Finding his Cornell family
“When I first started at Cornell, I remember thinking to myself, ‘this assignment isn’t possible,’” Ben recalls. He soon realized, however, that he could do the work by breaking each assignment down into “tiny little pieces” and chipping away at them. “Academia is a giant tree of knowledge and jargon,” says Ben. “If you’re lost, you just need to climb down closer to the tree trunk and figure out what’s going on around the lower branches.”
Another lesson Ben learned early in his Cornell career was how to find answers on his own. Ben mined the Internet to teach himself how to code, design and build robots, and learn Russian. He believes that many of us overlook the power of the Internet as a teaching tool. “You can learn anything incrementally with the right mental attitude and the Internet,” he says. “One day you’ll look back and be shocked at how far you’ve come.”
But the most important resource Ben discovered in Ithaca was the Cornell community. “I believe you become the average of the top five people you spend your time with,” Ben explains. “And what I love most about Cornell is my friend group here,” he says.
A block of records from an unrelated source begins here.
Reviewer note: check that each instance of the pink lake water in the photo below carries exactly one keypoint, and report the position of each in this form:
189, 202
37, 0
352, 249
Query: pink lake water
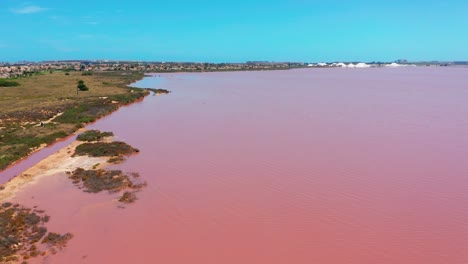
302, 166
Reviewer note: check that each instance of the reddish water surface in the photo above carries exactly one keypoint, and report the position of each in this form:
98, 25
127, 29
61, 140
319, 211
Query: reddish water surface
304, 166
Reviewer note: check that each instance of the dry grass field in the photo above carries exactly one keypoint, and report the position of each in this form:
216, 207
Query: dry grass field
52, 98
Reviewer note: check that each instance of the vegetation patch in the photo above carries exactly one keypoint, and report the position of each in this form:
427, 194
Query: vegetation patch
8, 83
93, 135
42, 96
158, 91
104, 149
95, 181
20, 231
128, 197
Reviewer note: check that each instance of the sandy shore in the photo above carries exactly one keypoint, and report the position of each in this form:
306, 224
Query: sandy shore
59, 162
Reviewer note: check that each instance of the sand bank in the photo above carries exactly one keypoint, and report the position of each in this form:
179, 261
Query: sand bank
59, 162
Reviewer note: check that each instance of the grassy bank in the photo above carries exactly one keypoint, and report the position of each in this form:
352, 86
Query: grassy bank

Ben lived in the Holland International Living Center his first year, where he met other students from around the world. These friendships “opened our minds to new ways of thinking,” he says. Ben feels that his friends have been a great source of support over the past four years, both socially and academically.
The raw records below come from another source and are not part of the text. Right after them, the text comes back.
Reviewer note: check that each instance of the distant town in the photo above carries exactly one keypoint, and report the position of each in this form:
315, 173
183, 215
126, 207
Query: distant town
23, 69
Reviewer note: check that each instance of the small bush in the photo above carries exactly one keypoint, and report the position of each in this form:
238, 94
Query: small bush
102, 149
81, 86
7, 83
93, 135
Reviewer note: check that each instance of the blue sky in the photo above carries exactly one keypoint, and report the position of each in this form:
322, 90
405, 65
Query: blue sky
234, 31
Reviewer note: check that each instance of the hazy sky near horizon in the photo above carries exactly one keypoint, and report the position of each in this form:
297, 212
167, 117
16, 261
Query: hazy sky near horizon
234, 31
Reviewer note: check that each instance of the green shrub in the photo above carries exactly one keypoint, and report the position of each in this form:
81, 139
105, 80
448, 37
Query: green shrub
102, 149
Ben has also been an active member of the Cornell Hawai‘i Club. “Anyone is welcome to join the Hawai‘i Club,” Ben says. The group gets together to talk story (have casual conversations), make spam musubi, and dance hula. “It’s very low-key, relationship-centered, and fun,” he says.
“Once I found my community and discovered what I loved to do, I fell in love with this university,” says Ben.
Giving thanks to his Big Red community
Ben received the Elizabeth L. Grover ’75 Scholarship throughout his four years at Cornell. “I am the first in my community and family in Hawai‘i to have the privilege of attending an elite university like Cornell,” Ben says, “and this 100 percent would not have happened without financial aid.”
Ben recalls the anxiety his family experienced when they first learned that he had been admitted to Cornell. “There was tension in the air for weeks before finding out that I would receive financial aid,” he says. Cornell offered Ben a very generous financial aid package, which was “a huge relief” to his family. “We are very grateful to this day,” he says.
When he completes graduate school, Ben plans to return to Hawai‘i and contribute to building the tech sector on the island. “Hawai‘i’s economy relies almost entirely on its tourism and military presence,” Ben explains. “With rising costs of living and a lack of alternative industries to turn to, many locals are left in poverty or forced to leave the islands,” he says.
Ben’s dream is to design and market smart living spaces, in which robots assume repetitive tasks like washing dishes and doing laundry. This will free human inhabitants to engage in more creative and fulfilling activities, he explains, like “bonding with one another and surfing, of course!”